During the two weeks she spent at Documenta in June, Lomashko’s point of view oscillated between the role of a participant and an impartial observer. For her, the highlights of Documenta Fifteen turned out to be impromptu encounters with strangers. “I went to a meeting with an art group from Bishkek, Kyrgyzstan, and I felt almost at home, as I have been there many times and worked with local artists and activists”, she recalls. Two elderly German women also came to the meeting who spoke fluent Russian. It turned out they were born in Kyrgyzstan and belonged to a dynasty of Germans who moved there in the 18th century. They re-patriated to Germany after the fall of the Soviet Union. “They invited us all to their home in a small town near Kassel and cooked a delicious traditional Kyrgyz soup called Gulchatay. The walls of their home were covered with paintings by Soviet artists who depicted the Kyrgyz steppes. I had a sense of belonging there too, there was a sense of common history uniting us”. Yet, an uneasy feeling invaded that unexpected moment of peace and unity, as she recognised how fragile it was. “I can only hope that Russia does not invade Kyrgyzstan in the future and does not interfere in Central Asia, as it has done in many former Soviet republics, and these places remain as open for us as they are now”.

 

Lomasko’s favourite place at Documenta Fifteen was St. Kunigundis Roman Catholic church where Atis Rezistans, an art collective from Haiti, exhibited works made from the most unusual materials, including human sculls. “I have worked extensively in the field of social art, making narrative works with rather rigid drawings and compositions. With the Atis Rezistans artists I saw forms that sprouted freely from one another, like in the plant world.

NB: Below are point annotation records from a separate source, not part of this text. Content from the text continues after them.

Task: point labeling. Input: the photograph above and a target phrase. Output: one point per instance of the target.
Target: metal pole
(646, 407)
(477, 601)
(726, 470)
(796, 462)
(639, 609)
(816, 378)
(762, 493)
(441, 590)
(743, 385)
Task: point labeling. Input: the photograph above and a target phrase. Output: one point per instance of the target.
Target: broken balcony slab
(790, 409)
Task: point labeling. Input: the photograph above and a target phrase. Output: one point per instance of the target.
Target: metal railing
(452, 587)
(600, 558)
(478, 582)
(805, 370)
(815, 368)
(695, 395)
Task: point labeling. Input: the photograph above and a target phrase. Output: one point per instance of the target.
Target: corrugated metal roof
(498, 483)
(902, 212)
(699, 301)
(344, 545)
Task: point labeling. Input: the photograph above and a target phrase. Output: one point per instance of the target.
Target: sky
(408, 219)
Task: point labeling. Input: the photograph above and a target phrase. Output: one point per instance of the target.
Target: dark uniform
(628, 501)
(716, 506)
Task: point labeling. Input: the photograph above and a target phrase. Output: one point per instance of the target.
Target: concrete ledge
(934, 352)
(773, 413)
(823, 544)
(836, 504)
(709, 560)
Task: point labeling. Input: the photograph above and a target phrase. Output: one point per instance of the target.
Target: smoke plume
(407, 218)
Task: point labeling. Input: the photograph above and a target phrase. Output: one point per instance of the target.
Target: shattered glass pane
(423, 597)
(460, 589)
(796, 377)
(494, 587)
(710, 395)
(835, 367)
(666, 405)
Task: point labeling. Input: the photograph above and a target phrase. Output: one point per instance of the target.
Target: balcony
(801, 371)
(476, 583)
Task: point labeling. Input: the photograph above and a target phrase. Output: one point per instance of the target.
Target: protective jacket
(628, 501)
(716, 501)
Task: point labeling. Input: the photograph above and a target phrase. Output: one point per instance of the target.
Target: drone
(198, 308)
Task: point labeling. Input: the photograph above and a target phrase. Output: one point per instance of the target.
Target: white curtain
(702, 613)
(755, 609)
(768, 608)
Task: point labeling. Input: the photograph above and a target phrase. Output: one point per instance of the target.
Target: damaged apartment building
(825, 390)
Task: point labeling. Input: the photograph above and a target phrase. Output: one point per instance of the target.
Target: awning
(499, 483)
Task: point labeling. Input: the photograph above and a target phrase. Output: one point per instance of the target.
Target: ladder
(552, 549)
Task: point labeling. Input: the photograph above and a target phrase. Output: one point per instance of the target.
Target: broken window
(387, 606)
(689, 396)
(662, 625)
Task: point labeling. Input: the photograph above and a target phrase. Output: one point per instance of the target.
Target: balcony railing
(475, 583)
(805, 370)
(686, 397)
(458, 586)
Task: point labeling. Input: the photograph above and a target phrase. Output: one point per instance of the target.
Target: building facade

Yes, they also work with political and social themes, but not in the same way as western artists. In my opinion, there is also a place for mysticism in their work. To be honest, I like that, and I want to move in that direction myself.”

 

Lomasko still owns a special and not insignificant memento from this unforgettable encounter. “I spent a lot of time with them, interviewing and portraying them and in the end they even gave me a sculpture of a benign spirit which they had made. It does not fit in a suitcase, yet there was no question of refusing, it is a museum piece! And I'm sure this good demon will help me get to where I want to be.” One might wonder if Lomasko is inadverently following in the footsteps of Post-Impressionists who found inspiration in the exotic ‘tribal’ art of the African colonies. The concepts and narrative may change, but art history repeats itself more often that we dare to admit.